Federal OSHA is a small agency; with our state partners we have approximately 2,200 inspectors responsible for the health and safety of 130 million workers, employed at more than 8 million worksites around the nation — which translates to about one compliance officer for every 59,000 workers.
Federal OSHA has 10 regional offices and 90 local area offices.
FY 2013: $535,246,000
FY 2014: $552,247,000
FY 2015: $552,787,000
FY 2014 total federal inspections: 36,163
FY 2014 total State Plan inspections: 47,217
4,679 workers were killed on the job in 2014 [BLS 2014 workplace fatality preliminary data*] (3.3 per 100,000 full-time equivalent workers) – on average, almost 90 a week or more than 13 deaths every day.
789 Hispanic or Latino workers were killed from work-related injuries in 2014–on average, more than 15 deaths a week or two Latino workers killed every single day of the year, all year long.

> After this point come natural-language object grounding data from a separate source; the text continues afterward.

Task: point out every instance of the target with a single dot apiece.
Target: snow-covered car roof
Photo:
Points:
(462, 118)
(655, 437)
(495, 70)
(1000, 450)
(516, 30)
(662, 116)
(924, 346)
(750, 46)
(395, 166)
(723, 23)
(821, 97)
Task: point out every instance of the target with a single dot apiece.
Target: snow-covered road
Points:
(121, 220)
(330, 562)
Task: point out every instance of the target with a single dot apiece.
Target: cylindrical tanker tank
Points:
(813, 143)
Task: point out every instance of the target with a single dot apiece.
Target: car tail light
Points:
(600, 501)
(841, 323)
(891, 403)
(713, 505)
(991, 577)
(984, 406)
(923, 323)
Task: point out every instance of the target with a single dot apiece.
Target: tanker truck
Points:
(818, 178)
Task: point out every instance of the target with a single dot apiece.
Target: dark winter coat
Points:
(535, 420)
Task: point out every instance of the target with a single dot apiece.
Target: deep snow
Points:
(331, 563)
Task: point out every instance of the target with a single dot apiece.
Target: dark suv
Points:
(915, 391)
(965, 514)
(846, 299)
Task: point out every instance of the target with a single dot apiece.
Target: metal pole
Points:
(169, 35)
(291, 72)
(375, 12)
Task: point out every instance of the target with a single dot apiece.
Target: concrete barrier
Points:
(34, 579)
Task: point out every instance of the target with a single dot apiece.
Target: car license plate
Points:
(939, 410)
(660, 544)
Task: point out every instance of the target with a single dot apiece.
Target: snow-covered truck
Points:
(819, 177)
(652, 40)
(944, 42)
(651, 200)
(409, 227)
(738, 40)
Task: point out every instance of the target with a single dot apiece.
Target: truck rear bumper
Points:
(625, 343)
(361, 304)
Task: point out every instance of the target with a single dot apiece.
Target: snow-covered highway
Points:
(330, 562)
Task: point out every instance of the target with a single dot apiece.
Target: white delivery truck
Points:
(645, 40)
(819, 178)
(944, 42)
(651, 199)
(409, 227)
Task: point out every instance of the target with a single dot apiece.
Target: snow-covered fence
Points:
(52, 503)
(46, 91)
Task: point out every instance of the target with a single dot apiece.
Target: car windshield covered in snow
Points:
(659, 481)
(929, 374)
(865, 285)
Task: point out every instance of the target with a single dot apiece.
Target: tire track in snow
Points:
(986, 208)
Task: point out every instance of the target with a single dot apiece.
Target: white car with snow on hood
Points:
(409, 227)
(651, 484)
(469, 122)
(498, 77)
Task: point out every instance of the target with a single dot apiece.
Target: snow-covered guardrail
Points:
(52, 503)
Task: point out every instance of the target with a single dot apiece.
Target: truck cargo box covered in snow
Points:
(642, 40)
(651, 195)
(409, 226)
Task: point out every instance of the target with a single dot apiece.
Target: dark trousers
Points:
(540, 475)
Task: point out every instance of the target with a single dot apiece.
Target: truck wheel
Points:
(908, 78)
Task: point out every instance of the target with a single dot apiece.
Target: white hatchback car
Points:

Fatal work injuries involving contractors accounted for 17 percent of all fatal work injuries in 2014.
Out of 4,251* worker fatalities in private industry in calendar year 2014, 874 or 20.5% were in construction―that is, one in five worker deaths last year were in construction. The leading causes of worker deaths on construction sites were falls, followed by electrocution, struck by object, and caught-in/between. These "Fatal Four" were responsible for more than half (58.1%) the construction worker deaths in 2014*, BLS reports. Eliminating the Fatal Four would save 508 workers' lives in America every year.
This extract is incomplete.